We study the propagation and diffusion of electric charge fluctuations in high-energy heavy-ion collisions using the Cattaneo form for the dissipative part of the electric current. As opposed to the ordinary diffusion equation this form limits the speed at which charge can propagate. Including the noise term in the current, which arises uniquely from the fluctuation-dissipation theorem, we calculate the balance functions for charged hadrons in a simple 1+1-dimensional Bjorken hydrodynamical model.

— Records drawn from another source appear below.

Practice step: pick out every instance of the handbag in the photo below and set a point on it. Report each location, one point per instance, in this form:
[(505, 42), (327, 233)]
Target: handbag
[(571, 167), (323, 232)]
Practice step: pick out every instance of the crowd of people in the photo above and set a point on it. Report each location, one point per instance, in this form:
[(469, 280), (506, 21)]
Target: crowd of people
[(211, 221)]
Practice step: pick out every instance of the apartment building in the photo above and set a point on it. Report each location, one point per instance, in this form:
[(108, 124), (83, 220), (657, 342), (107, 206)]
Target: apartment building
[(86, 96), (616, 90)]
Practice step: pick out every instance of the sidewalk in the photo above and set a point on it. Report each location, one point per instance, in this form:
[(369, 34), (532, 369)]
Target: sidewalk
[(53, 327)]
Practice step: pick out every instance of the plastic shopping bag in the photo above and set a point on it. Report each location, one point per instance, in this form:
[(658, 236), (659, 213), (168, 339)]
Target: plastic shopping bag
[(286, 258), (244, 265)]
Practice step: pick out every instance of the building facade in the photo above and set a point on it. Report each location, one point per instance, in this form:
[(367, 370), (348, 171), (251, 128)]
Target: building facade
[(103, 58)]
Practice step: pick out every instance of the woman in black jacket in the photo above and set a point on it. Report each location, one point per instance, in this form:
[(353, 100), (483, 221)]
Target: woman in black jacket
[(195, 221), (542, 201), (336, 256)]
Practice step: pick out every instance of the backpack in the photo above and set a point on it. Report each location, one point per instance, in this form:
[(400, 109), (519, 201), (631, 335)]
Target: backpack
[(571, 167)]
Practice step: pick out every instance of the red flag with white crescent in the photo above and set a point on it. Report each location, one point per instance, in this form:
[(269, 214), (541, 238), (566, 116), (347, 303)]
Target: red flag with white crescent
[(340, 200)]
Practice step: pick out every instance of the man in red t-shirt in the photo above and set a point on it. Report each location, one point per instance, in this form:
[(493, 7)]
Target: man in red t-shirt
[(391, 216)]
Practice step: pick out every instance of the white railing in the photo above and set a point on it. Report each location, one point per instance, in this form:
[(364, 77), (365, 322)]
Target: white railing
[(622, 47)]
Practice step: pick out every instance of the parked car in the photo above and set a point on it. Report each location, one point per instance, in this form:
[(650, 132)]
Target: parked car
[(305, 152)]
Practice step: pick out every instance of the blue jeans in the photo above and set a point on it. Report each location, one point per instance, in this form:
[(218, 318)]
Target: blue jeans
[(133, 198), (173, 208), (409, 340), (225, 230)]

Limiting the speed of propagation of charge fluctuations increases the height and reduces the width of these balance functions when plotted versus rapidity. We also estimate the numerical value of the associated diffusion time constant from anti–de Sitter-space/conformal-field theory.

Figure 1

The density-density self-correlation function versus $\mathrm{\Delta }\xi$ for various values of $v_Q^2$ evaluated at the final time ${\tau }_f$. For large $v_Q^2$ it approaches the exponential form of Eq. (57) and eventually a Dirac $\delta$ function.

Figure 2

Time evolution of the density-density correlation function (with self-correlations subtracted) versus $k$. Top panel: $v_Q^2=1/3$. Middle panel: $v_Q^2=1$. Bottom panel: ordinary diffusion with $v_Q^2\to \infty$. The different curves in each panel correspond to elapsed times of 5, 10, 15, 25, and 100% of the system's lifetime ${\tau }_f-{\tau }_0=5.852$ fm/c, starting at the top and working down at $k=0$.

Figure 3

The regular part of the density-density correlator in $\xi$ space after 5% of the total expansion time of ${\tau }_f-{\tau }_0=5.852$ fm/c has elapsed. The smooth broad curve corresponds to ordinary diffusion with white noise.

Figure 4

Schematic depiction of fluctuations and their horizons.

Figure 5

Balance functions for pions, protons, and kaons. Looking at $\mathrm{\Delta }y=0$ the curves correspond to $v_Q^2$ = 1/3 (top), 1 (middle), and 10 (bottom), with 10 being indistinguishable from the case of white noise in the ordinary diffusion equation.